Parce que notre corps assimile bien ses différents composants (phosphore, cuivre, potassium, vitamines A, B, C, E, K …), le thé vert aide à rester en forme. Il a, en outre, des bienfaits sur l'organisme qu'on peut résumer ainsi :

 

- C'est un bon remède contre les coups de fatigue passagère. Grâce à sa richesse en polyphénols, à sa théine et ses tanins, le thé vert ralentit les sensations de fatigue. Ses effets stimulants sont doux et se libèrent peu à peu, au cours de la journée. Cette bonne disponibilité est due à l'association de la théine avec d'autres composants comme la catéchine, qui a une action régulatrice.

 

- Il aide à mincir.

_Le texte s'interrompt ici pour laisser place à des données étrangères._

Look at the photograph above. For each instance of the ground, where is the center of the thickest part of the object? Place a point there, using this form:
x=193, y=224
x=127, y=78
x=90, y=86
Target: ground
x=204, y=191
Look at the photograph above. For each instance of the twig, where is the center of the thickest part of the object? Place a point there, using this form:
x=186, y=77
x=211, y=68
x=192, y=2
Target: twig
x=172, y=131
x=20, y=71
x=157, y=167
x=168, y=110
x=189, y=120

Ses composants diurétiques et dépuratifs (oligoéléments, vitamines, fibres …) luttent contre la rétention d'eau, facilitent l'élimination des toxines et des graisses, et permettent de brûler davantage de calories.

 

- Il fortifie l'émail des dents. Riche en fluor, il prévient les caries et combat la mauvaise haleine. Pour plus de fraîcheur, diluez du thé dans de l'eau, et utilisez ce mélange pour vous rincer la bouche.

 

- Il vous offre un plein de vitamines. Non seulement une tasse de thé vert contient plus de vitamine C qu'une orange, mais en plus, il est riche en vitamines A, B, E et K.

 

- Combien de tasses faut-il boire ? Pour une action amincissante, boire quatre à cinq tasses, ou verres, par jour suffisent.

 

Comment le consommer ? En sachet ou en boîte ? En sachet, c'est plus facile à doser. Par contre, il vaut mieux acheter un thé de qualité et de grande marque. Sinon, achetez-le en vrac ou en grande boîte. Cela vous reviendra moins.

 

Comment le boire, sucré ou pas ? Sans hésiter, il faut le boire sans sucre pour ne pas gâcher sa saveur et ses bienfaits, mais aussi pour éviter les effets nocifs du sucre sur l'organisme.

 

Enfin, pour conclure, on peut ajouter de la menthe au thé. Cela lui donne un goût de fraîcheur, ce qui est bien agréable, surtout en été.